Doves have been away for a long time: Some Cities is 4 years old. And what are they stepping back into? Their uprush and bombast might just seem a little out of place, things being what they are. We’re supposed to be cultivating our anxieties, averting our eyes, staring at our shoes waiting for the dust to settle… Then again, maybe this is the perfect time for Doves to return. Haven’t they always been about cinematising our little intimacies, the epic in the everyday? Just pop in the next tablet, see what comes…

The Pyramids is an odd venue, tacked onto the side of a leisure centre. As you enter you’re eyes sting at the memory of chlorine; you expect white porcelain tiles and foot baths. It doesn’t function all that well either – they run out of beer, they run out of pint glasses; the staff under their chiselled hair look troubled, inward. As you stand beneath the oddly pyramidal ceiling, decked out in its sheets of chain mail, you feel like you might be inside a giant colander. You wait for the surge of water. Instead Doves come forward, Jimi Goodwin wielding his bass like a hod – the man has gravity. ‘Jetstream’ – the lead track of the new record – is surprisingly immense, and despite the venue they sound huge and loud.

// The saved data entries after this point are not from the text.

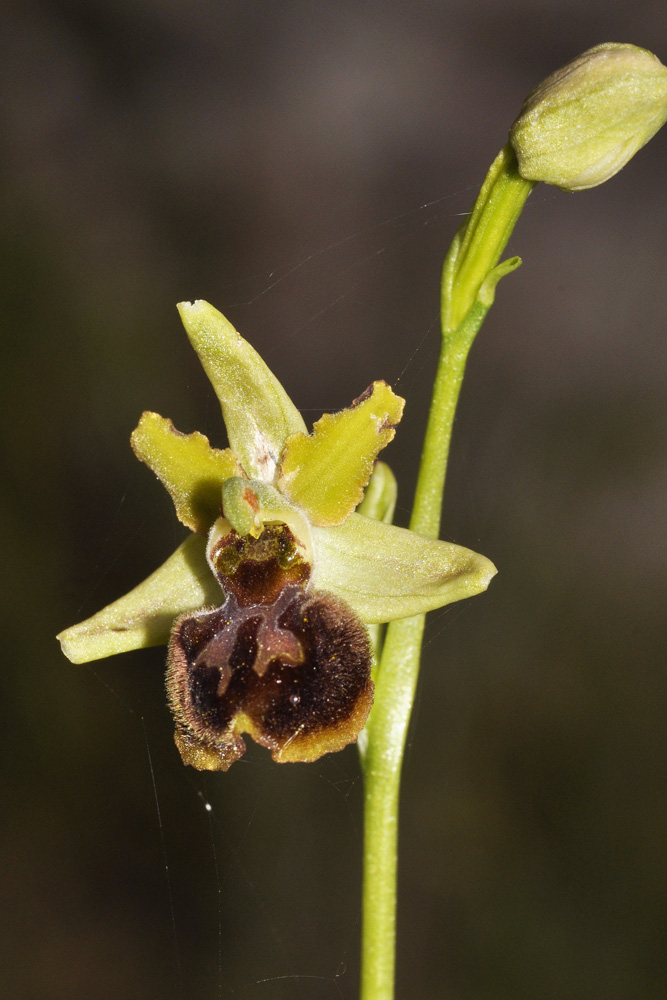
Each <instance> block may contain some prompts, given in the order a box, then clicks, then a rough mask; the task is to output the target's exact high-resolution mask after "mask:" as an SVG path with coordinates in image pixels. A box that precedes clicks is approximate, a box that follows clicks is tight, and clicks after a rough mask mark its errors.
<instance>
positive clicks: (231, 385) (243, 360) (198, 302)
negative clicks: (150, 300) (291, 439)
mask: <svg viewBox="0 0 667 1000" xmlns="http://www.w3.org/2000/svg"><path fill="white" fill-rule="evenodd" d="M178 311H179V313H180V315H181V319H182V321H183V326H184V327H185V330H186V333H187V335H188V337H189V338H190V342H191V344H192V346H193V347H194V349H195V350H196V352H197V354H198V355H199V360H200V361H201V363H202V365H203V366H204V371H205V372H206V374H207V375H208V377H209V379H210V382H211V385H212V386H213V388H214V390H215V394H216V396H217V397H218V399H219V400H220V405H221V406H222V415H223V417H224V421H225V426H226V428H227V435H228V437H229V444H230V447H231V449H232V451H233V452H234V454H235V455H237V457H238V459H239V461H240V462H241V465H242V466H243V469H244V471H245V473H246V474H247V475H248V476H249V477H250V478H251V479H263V480H264V481H265V482H271V481H272V480H273V478H274V475H275V471H276V465H277V462H278V458H279V457H280V453H281V451H282V449H283V445H284V444H285V441H286V440H287V438H288V437H289V436H290V435H291V434H297V433H299V432H304V431H305V429H306V426H305V424H304V422H303V420H302V418H301V414H300V413H299V411H298V410H297V408H296V407H295V406H294V404H293V403H292V401H291V399H290V398H289V396H288V395H287V393H286V392H285V390H284V389H283V387H282V386H281V384H280V382H279V381H278V379H277V378H276V377H275V376H274V375H273V374H272V373H271V372H270V371H269V369H268V368H267V366H266V365H265V364H264V362H263V361H262V359H261V358H260V356H259V354H258V353H257V351H255V350H254V349H253V348H252V347H251V346H250V344H249V343H248V342H247V341H245V340H244V339H243V337H242V336H241V335H240V334H239V333H237V332H236V330H235V329H234V327H233V326H232V324H231V323H230V322H229V320H227V319H225V317H224V316H223V315H222V313H220V312H218V310H217V309H214V308H213V306H211V305H209V304H208V302H203V301H201V300H199V301H197V302H181V303H179V305H178Z"/></svg>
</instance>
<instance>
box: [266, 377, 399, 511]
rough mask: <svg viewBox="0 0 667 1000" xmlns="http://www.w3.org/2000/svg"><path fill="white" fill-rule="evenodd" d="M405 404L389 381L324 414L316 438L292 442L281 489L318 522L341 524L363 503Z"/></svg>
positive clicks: (300, 440)
mask: <svg viewBox="0 0 667 1000" xmlns="http://www.w3.org/2000/svg"><path fill="white" fill-rule="evenodd" d="M404 405H405V400H403V399H401V397H400V396H396V395H395V394H394V393H393V392H392V390H391V389H390V387H389V386H388V385H387V383H386V382H373V384H372V385H370V386H369V387H368V389H366V391H365V392H364V393H363V394H362V395H361V396H359V398H358V399H355V401H354V402H353V403H352V404H351V406H349V407H348V408H347V409H345V410H341V412H340V413H325V414H324V416H323V417H321V418H320V419H319V420H318V421H317V422H316V423H315V424H314V426H313V433H312V434H310V435H307V434H295V435H293V436H292V437H290V438H289V439H288V441H287V443H286V445H285V450H284V452H283V455H282V457H281V460H280V468H279V474H278V486H279V488H280V490H281V491H282V492H283V493H284V494H285V495H286V496H287V497H289V498H290V500H292V501H294V503H295V504H296V505H297V506H298V507H300V508H301V510H303V511H305V512H306V514H307V515H308V517H309V518H310V520H311V522H312V523H313V524H317V525H320V526H328V525H336V524H342V522H343V521H344V520H345V518H346V517H348V515H349V514H351V513H352V511H353V510H354V508H355V507H356V506H357V505H358V504H359V503H360V502H361V500H362V498H363V491H364V487H365V486H366V484H367V483H368V480H369V479H370V476H371V472H372V471H373V465H374V463H375V459H376V457H377V455H378V452H380V451H381V449H382V448H384V447H385V446H386V445H387V444H389V442H390V441H391V439H392V438H393V437H394V434H395V433H396V431H395V427H396V424H397V423H398V422H399V420H400V419H401V416H402V414H403V407H404Z"/></svg>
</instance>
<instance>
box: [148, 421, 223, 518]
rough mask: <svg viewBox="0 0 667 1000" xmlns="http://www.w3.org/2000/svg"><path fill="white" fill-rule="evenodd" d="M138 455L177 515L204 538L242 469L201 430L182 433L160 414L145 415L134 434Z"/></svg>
mask: <svg viewBox="0 0 667 1000" xmlns="http://www.w3.org/2000/svg"><path fill="white" fill-rule="evenodd" d="M130 443H131V445H132V448H133V449H134V453H135V455H136V456H137V458H139V459H140V460H141V461H142V462H145V463H146V465H147V466H148V467H149V469H152V471H153V472H154V473H155V475H156V476H157V477H158V479H159V480H160V482H161V483H163V485H164V486H166V488H167V490H168V491H169V493H170V495H171V499H172V500H173V501H174V507H175V508H176V515H177V517H178V519H179V521H182V522H183V524H185V525H186V526H187V527H188V528H190V529H191V530H192V531H196V532H198V533H199V534H200V535H206V534H208V531H209V529H210V527H211V525H212V524H213V522H214V521H215V519H216V518H217V517H219V516H220V502H221V490H222V484H223V482H224V481H225V480H226V479H229V478H230V476H238V475H239V474H240V472H241V469H240V466H239V464H238V462H237V461H236V458H235V457H234V455H233V453H232V452H231V451H230V450H229V448H226V449H225V450H224V451H220V450H219V449H218V448H212V447H211V445H210V444H209V443H208V438H206V437H205V436H204V435H203V434H200V433H199V431H194V433H192V434H181V432H180V431H177V430H176V428H175V427H174V425H173V424H172V422H171V420H167V419H166V418H165V417H161V416H160V415H159V414H158V413H149V412H146V413H143V414H142V417H141V420H140V421H139V424H138V426H137V428H136V430H135V431H134V432H133V433H132V437H131V438H130Z"/></svg>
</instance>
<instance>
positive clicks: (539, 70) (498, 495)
mask: <svg viewBox="0 0 667 1000" xmlns="http://www.w3.org/2000/svg"><path fill="white" fill-rule="evenodd" d="M0 28H1V30H0V94H1V100H0V114H1V116H2V117H1V129H2V131H1V140H0V141H1V142H2V160H1V166H0V171H1V185H0V199H1V202H2V227H1V233H0V241H1V244H0V266H1V268H2V282H1V285H2V338H3V339H2V348H3V350H2V355H3V359H4V361H5V362H6V372H5V374H4V377H3V391H2V394H1V400H2V403H1V405H2V407H3V410H4V413H3V420H2V426H3V431H4V432H5V434H4V435H3V437H4V446H3V447H4V459H5V465H6V474H5V478H4V484H3V485H4V489H3V492H2V498H1V504H2V507H1V511H2V517H1V518H0V525H1V528H0V530H1V532H2V554H3V563H4V567H3V570H4V571H3V574H2V576H3V598H4V604H3V622H4V628H3V635H4V657H3V660H4V663H3V664H2V674H1V677H2V684H3V688H4V692H3V700H2V705H3V712H2V729H1V739H2V746H3V758H2V765H3V777H4V781H3V791H2V800H3V816H4V820H3V825H2V832H1V840H0V856H1V858H2V868H3V875H2V888H1V893H2V898H1V899H0V922H1V923H2V924H3V925H4V926H3V928H2V943H1V944H0V963H1V970H0V982H1V983H2V984H3V985H2V993H3V996H7V997H11V998H14V1000H51V998H53V1000H75V998H76V1000H84V998H85V1000H88V998H93V997H95V998H97V997H101V998H109V1000H116V998H118V1000H132V998H141V1000H144V998H146V1000H152V998H160V1000H184V998H187V1000H190V998H212V997H220V998H228V997H238V998H239V1000H241V998H243V1000H310V998H314V1000H319V998H322V1000H328V998H331V1000H353V998H355V997H356V996H357V976H358V943H357V941H358V935H359V876H360V860H359V859H360V849H361V824H360V804H361V787H360V780H359V772H358V766H357V760H356V752H355V750H354V748H349V749H348V750H346V751H344V752H343V753H341V754H338V755H335V756H333V757H331V758H328V759H324V760H322V761H321V762H319V763H317V764H314V765H308V766H300V765H299V766H291V765H289V766H288V765H285V766H283V767H279V766H277V765H274V764H272V763H271V761H270V760H269V758H268V755H267V754H266V753H265V752H264V751H261V750H259V749H258V748H254V747H251V748H250V749H249V751H248V754H247V756H246V758H245V759H244V761H243V762H241V763H239V764H237V765H235V766H234V767H233V768H232V770H231V771H230V772H229V773H228V774H227V775H200V774H198V773H196V772H194V771H192V770H190V769H186V768H184V767H183V766H182V764H181V762H180V759H179V757H178V754H177V752H176V749H175V747H174V745H173V742H172V725H171V720H170V718H169V715H168V712H167V709H166V707H165V698H164V692H163V665H164V650H162V649H157V650H148V651H140V652H137V653H133V654H125V655H123V656H120V657H117V658H115V659H111V660H107V661H101V662H99V663H95V664H92V665H91V666H90V667H85V666H84V667H81V666H79V667H75V666H72V665H71V664H69V663H68V662H67V661H66V660H65V659H64V657H63V656H62V655H61V653H60V651H59V648H58V646H57V644H56V642H55V640H54V638H53V636H54V635H55V633H56V632H58V631H60V630H61V629H62V628H64V627H66V626H67V625H69V624H72V623H74V622H75V621H78V620H80V619H81V618H84V617H87V616H88V615H89V614H91V613H93V612H94V611H96V610H97V609H98V608H99V607H101V606H102V605H104V604H105V603H107V602H108V601H110V600H112V599H114V598H115V597H117V596H119V595H120V594H121V593H124V592H125V591H126V590H128V589H129V588H130V587H131V586H133V585H134V584H135V583H136V582H138V581H139V580H140V579H142V578H143V577H144V576H145V575H147V573H148V572H150V571H151V570H152V569H153V568H154V567H155V566H157V565H158V563H159V562H161V561H162V560H163V559H164V558H165V557H166V556H167V555H168V554H169V553H170V552H171V551H172V549H173V548H174V547H175V545H176V544H177V543H178V542H179V541H180V539H181V538H182V537H183V530H182V529H181V528H180V526H179V525H178V524H177V522H176V520H175V518H174V516H173V513H172V509H171V504H170V501H169V499H168V497H167V495H166V493H164V491H162V489H161V487H160V486H159V484H158V483H157V481H155V480H153V478H152V477H151V476H150V474H149V473H148V472H147V470H146V469H145V468H144V467H143V466H140V465H139V463H138V462H136V460H135V459H134V457H133V455H132V453H131V451H130V448H129V444H128V437H129V434H130V432H131V430H132V429H133V427H134V426H135V424H136V422H137V420H138V417H139V415H140V413H141V411H142V409H144V408H146V409H152V410H157V411H158V412H160V413H163V414H165V415H167V416H170V417H172V418H173V420H174V422H175V423H176V425H177V426H178V427H179V428H180V429H181V430H183V431H191V430H193V429H200V430H202V431H203V432H205V433H207V434H209V436H210V437H211V439H212V441H213V443H215V444H217V445H222V444H224V437H223V432H222V425H221V421H220V417H219V410H218V407H217V403H216V401H215V398H214V396H213V393H212V391H211V390H210V387H209V386H208V384H207V382H206V380H205V378H204V376H203V374H202V372H201V370H200V368H199V365H198V362H197V359H196V357H195V355H194V353H193V352H192V351H191V349H190V347H189V345H188V343H187V340H186V338H185V336H184V333H183V331H182V329H181V328H180V324H179V321H178V317H177V314H176V311H175V308H174V304H175V303H176V302H177V301H179V300H180V299H186V298H187V299H194V298H206V299H208V300H209V301H211V302H212V303H213V304H215V305H216V306H217V307H219V308H220V309H221V310H222V311H223V312H225V314H226V315H227V316H229V318H230V319H231V320H232V321H233V322H234V323H235V324H236V325H237V326H238V327H239V328H240V329H241V331H242V332H243V333H244V335H245V336H246V337H247V338H248V339H249V340H251V342H252V343H253V344H254V345H255V346H256V347H257V348H258V349H259V350H260V352H261V353H262V354H263V356H264V357H265V358H266V360H267V361H268V363H269V364H270V365H271V367H272V368H273V369H274V371H275V372H276V373H277V375H278V376H279V377H280V378H281V379H282V381H283V382H284V384H285V386H286V388H287V389H288V391H289V392H290V393H291V394H292V395H293V398H294V399H295V401H296V403H297V405H299V406H300V407H302V408H303V410H304V414H305V416H306V419H307V420H311V419H315V418H316V417H317V416H319V414H320V413H321V412H322V411H323V410H325V409H336V408H340V407H342V406H343V405H346V404H347V403H348V402H349V401H350V400H351V399H352V398H353V397H354V396H356V395H358V394H359V393H360V392H361V391H362V390H363V389H364V388H365V387H366V385H367V384H368V383H369V382H370V381H372V380H373V379H374V378H380V377H384V378H386V379H387V380H388V381H390V382H391V383H392V384H393V385H394V387H395V388H396V389H397V391H399V392H401V393H402V394H403V395H405V396H406V397H407V401H408V406H407V411H406V416H405V419H404V423H403V426H402V427H401V429H400V430H399V434H398V436H397V439H396V441H395V442H394V444H392V445H391V447H390V449H389V450H388V451H387V452H386V453H385V455H386V457H387V459H388V460H389V461H390V462H391V463H392V465H393V467H394V469H395V471H396V472H397V475H398V477H399V481H400V510H399V513H398V520H399V521H400V522H401V523H405V521H406V518H407V511H408V509H409V506H410V502H411V495H412V489H413V485H414V477H415V472H416V467H417V461H418V451H419V440H420V434H421V433H422V429H423V424H424V416H425V408H426V405H427V399H428V395H429V388H430V381H431V378H432V373H433V365H434V362H435V358H436V355H437V346H438V334H437V325H436V318H437V309H438V294H439V272H440V266H441V261H442V258H443V256H444V253H445V251H446V249H447V246H448V244H449V241H450V239H451V237H452V236H453V234H454V231H455V229H456V227H457V225H458V223H459V221H460V217H461V213H464V212H465V211H466V210H467V209H468V207H469V205H470V203H471V201H472V200H473V198H474V196H475V194H476V191H477V188H478V186H479V184H480V183H481V181H482V179H483V177H484V174H485V172H486V169H487V168H488V166H489V164H490V162H491V160H492V158H493V156H494V155H495V154H496V152H497V150H498V149H499V148H500V147H501V145H502V144H503V143H504V142H505V137H506V131H507V128H508V127H509V125H510V123H511V122H512V120H513V118H514V117H515V115H516V113H517V111H518V108H519V106H520V103H521V101H522V99H523V97H524V96H525V94H526V93H527V92H528V91H529V90H530V89H531V88H532V87H533V86H534V85H535V84H536V83H537V82H538V81H539V80H540V79H541V78H543V77H544V76H545V75H547V74H548V73H550V72H551V71H552V70H554V69H555V68H556V67H558V66H559V65H561V64H562V63H563V62H566V61H567V60H568V59H570V58H572V57H574V56H575V55H577V54H578V53H579V52H581V51H583V50H584V49H586V48H588V47H589V46H591V45H593V44H596V43H598V42H601V41H622V42H626V41H627V42H633V43H635V44H639V45H643V46H647V47H649V48H651V49H652V50H654V51H655V52H656V53H657V54H658V55H659V56H660V57H661V58H662V59H663V60H665V59H667V11H666V10H665V4H664V0H653V2H641V0H640V2H638V3H634V4H628V3H627V0H606V2H584V0H569V2H568V0H540V2H529V0H524V2H521V0H511V2H510V0H507V2H502V0H501V2H494V0H476V2H475V3H471V2H465V3H464V2H462V0H453V2H450V3H445V2H439V3H438V2H432V3H428V2H424V0H417V2H413V3H409V4H408V3H397V2H388V3H360V2H341V3H332V2H322V3H317V4H315V3H282V2H272V3H269V2H267V3H256V2H252V0H243V2H229V0H227V2H221V0H218V2H212V0H209V2H196V0H151V2H129V0H86V2H85V3H84V2H80V0H72V2H67V0H63V2H60V3H55V2H51V3H38V2H35V0H21V2H18V0H16V2H13V3H12V2H9V3H5V4H4V5H3V13H2V15H1V21H0ZM666 163H667V132H663V133H662V134H661V135H659V136H658V137H657V138H656V139H655V140H654V141H653V142H652V143H651V144H650V146H649V147H647V148H646V149H645V150H643V151H642V152H641V153H640V154H639V155H638V156H637V158H636V159H635V160H634V161H633V162H632V163H631V164H630V165H629V166H628V167H627V168H626V169H625V170H624V171H623V172H622V174H620V175H619V176H618V177H616V178H614V179H613V180H612V181H610V182H609V183H608V184H605V185H604V186H602V187H601V188H598V189H595V190H593V191H590V192H585V193H582V194H577V195H569V196H568V195H565V194H563V193H561V192H559V191H557V190H556V189H553V188H546V187H543V186H540V187H538V188H537V189H536V190H535V192H534V193H533V194H532V195H531V198H530V200H529V202H528V205H527V208H526V210H525V212H524V215H523V217H522V219H521V220H520V223H519V225H518V227H517V230H516V233H515V235H514V238H513V240H512V242H511V244H510V248H509V252H511V253H518V254H520V255H521V256H522V257H523V258H524V265H523V267H522V268H521V269H520V270H519V271H518V272H517V273H516V274H515V275H513V276H511V277H509V278H507V279H505V280H504V281H503V283H502V285H501V286H500V288H499V291H498V296H497V302H496V305H495V307H494V309H493V311H492V313H491V315H490V317H489V318H488V320H487V323H486V325H485V327H484V329H483V331H482V333H481V334H480V337H479V339H478V342H477V344H476V345H475V348H474V351H473V355H472V358H471V362H470V366H469V372H468V376H467V380H466V385H465V387H464V392H463V397H462V403H461V408H460V413H459V417H458V421H457V426H456V433H455V443H454V453H453V457H452V464H451V470H450V477H449V484H448V495H447V502H446V512H445V519H444V524H443V537H445V538H449V539H453V540H455V541H457V542H459V543H461V544H465V545H468V546H470V547H473V548H477V549H478V550H479V551H481V552H483V553H484V554H486V555H488V556H490V557H491V558H492V559H493V560H494V561H495V562H496V563H497V565H498V567H499V569H500V573H499V576H498V578H497V579H496V580H495V581H494V583H493V585H492V587H491V589H490V591H489V592H488V594H486V595H484V596H482V597H478V598H476V599H475V600H474V601H471V602H468V603H467V604H465V605H463V604H461V605H456V606H454V607H453V608H450V609H447V610H446V611H445V612H440V613H436V614H434V615H432V617H431V620H430V623H429V627H428V632H427V640H428V644H427V647H426V651H425V662H424V669H423V674H422V679H421V682H420V689H419V695H418V701H417V708H416V712H415V718H414V722H413V725H412V729H411V738H410V746H409V749H408V752H407V759H406V767H405V782H404V796H403V812H402V829H401V852H402V853H401V867H400V906H399V954H398V998H399V1000H410V998H413V997H414V998H419V1000H440V998H446V1000H450V998H451V1000H473V998H474V1000H487V998H488V1000H503V998H508V1000H509V998H511V1000H551V998H553V1000H562V998H564V997H567V998H568V1000H590V998H597V997H600V998H604V1000H638V998H646V1000H649V998H651V1000H653V998H655V997H657V996H660V995H662V994H663V990H664V984H665V947H666V945H667V858H666V854H665V842H666V834H667V795H666V774H667V740H666V737H665V710H666V708H667V679H666V672H665V656H664V647H663V643H664V638H665V616H664V598H665V586H666V582H667V581H666V579H665V524H664V513H665V495H666V469H667V466H666V464H665V444H666V441H667V427H666V421H665V405H664V403H665V375H666V368H667V351H666V350H665V316H667V283H666V282H665V268H666V265H667V243H666V236H667V195H666V193H665V183H664V181H665V166H666ZM206 802H208V803H209V805H210V807H211V808H210V810H207V809H206V807H205V803H206Z"/></svg>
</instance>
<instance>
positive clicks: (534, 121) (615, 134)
mask: <svg viewBox="0 0 667 1000" xmlns="http://www.w3.org/2000/svg"><path fill="white" fill-rule="evenodd" d="M665 121H667V67H665V66H663V65H662V63H661V62H660V60H659V59H658V58H657V57H656V56H654V55H653V53H651V52H648V51H647V50H646V49H640V48H638V47H637V46H636V45H622V44H617V43H613V42H608V43H605V44H604V45H596V46H595V47H594V48H592V49H588V51H587V52H584V53H583V54H582V55H580V56H579V57H578V58H577V59H575V60H573V62H571V63H568V64H567V66H563V68H562V69H559V70H557V71H556V72H555V73H552V75H551V76H549V77H547V79H546V80H544V81H543V82H542V83H541V84H540V85H539V86H538V87H537V88H536V89H535V90H534V91H533V92H532V93H531V94H529V95H528V97H527V98H526V100H525V101H524V103H523V107H522V109H521V114H520V115H519V117H518V118H517V120H516V121H515V122H514V124H513V125H512V128H511V129H510V142H511V144H512V146H513V147H514V152H515V153H516V156H517V160H518V164H519V173H520V174H521V176H522V177H523V178H524V179H525V180H529V181H544V182H545V183H546V184H556V185H557V186H558V187H559V188H562V189H563V190H564V191H582V190H584V189H585V188H589V187H595V186H596V185H597V184H602V183H603V182H604V181H606V180H609V178H610V177H613V176H614V174H615V173H618V171H619V170H620V169H621V168H622V167H624V166H625V164H626V163H627V162H628V160H629V159H630V158H631V157H632V156H634V154H635V153H636V152H637V150H639V149H641V147H642V146H643V145H645V143H647V142H648V141H649V139H651V138H652V136H654V135H655V133H656V132H657V131H658V129H659V128H660V127H661V126H662V125H664V123H665Z"/></svg>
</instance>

On record the track sounds all intro and no song, live it makes so much more sense, it’s a microcosm of the Doves thing – vivid, warm, packing an ecstatic wallop.

I’d managed to get hold of a copy of the new album, Kingdom of Rust, the day before the gig (when I say managed, I mean it – I damn near had to hand my family over as a covenant for not leaking the thing). I’d been a little underwhelmed – it felt a little like Doves by numbers. But on the last listen before I went in, it had started to glow a little, songs and melodies appearing beneath the overtly melancholic sheen. I was expecting them to look old though, older and well, larger. Not a bit of it. Up there they have the glow, the heft I remember of old. It’s us down here, those that have grown up with the band. Look at us with our parched livers and curving spines: lines and lines, hunched into our beers – haggard, weighed down by it all.

The fact that we have all grown up with the band and the fact that this is a promotional tour for the new record does make for a slightly dampened atmosphere early on – the new tracks sound huge and polished but as no one knows them (‘Kingdom of Rust’ and ‘Jetstream’ aside) it’s more a case of polite applause and a sense of expectation. So when it comes, ‘Pounding’ is brontosauran and its met with a roar and a palpable thickening of the air. They follow it with ‘Snowden’, the soaring melody mirrored by the projected images of snow covered mountains. The journey backwards is complete with a rendition of ‘Sea Song’ from Lost Souls. To these ears (clogged with age and ringing though they may be) this still sounds absolutely fresh and vital.

The mid part of the gig returns to the feeling of lassitude as they play a whole bunch of new stuff, and it isn’t until the genius stroke of ‘Black and White Town’ and ‘Caught by the River’ that things pick up again. The former is seriously loud, and Goodwin’s bass is a blubbering thing you feel in your chest cavity and deep in the inner ear. Then with a nod and a smile they’re gone. When they return, they do the now obligatory run through of ‘Here It Comes’ from Lost Souls, which allows Jimi to swap to the drums and Andy to play his wheezing harp solo. Then it’s ‘There Goes The Fear’: if they record nothing else, this song alone will guarantee the band immortality. There is a brief crystalline moment when they are complete, greater than the sum of their parts – masters of a kind of uplifting kitchen sink melancholy, and masters of a peculiar kind of managed ecstasy. They drag at whatever is most defeated in you and throw it to the skies. We gurn gratefully to ourselves as we make our way into the cold night.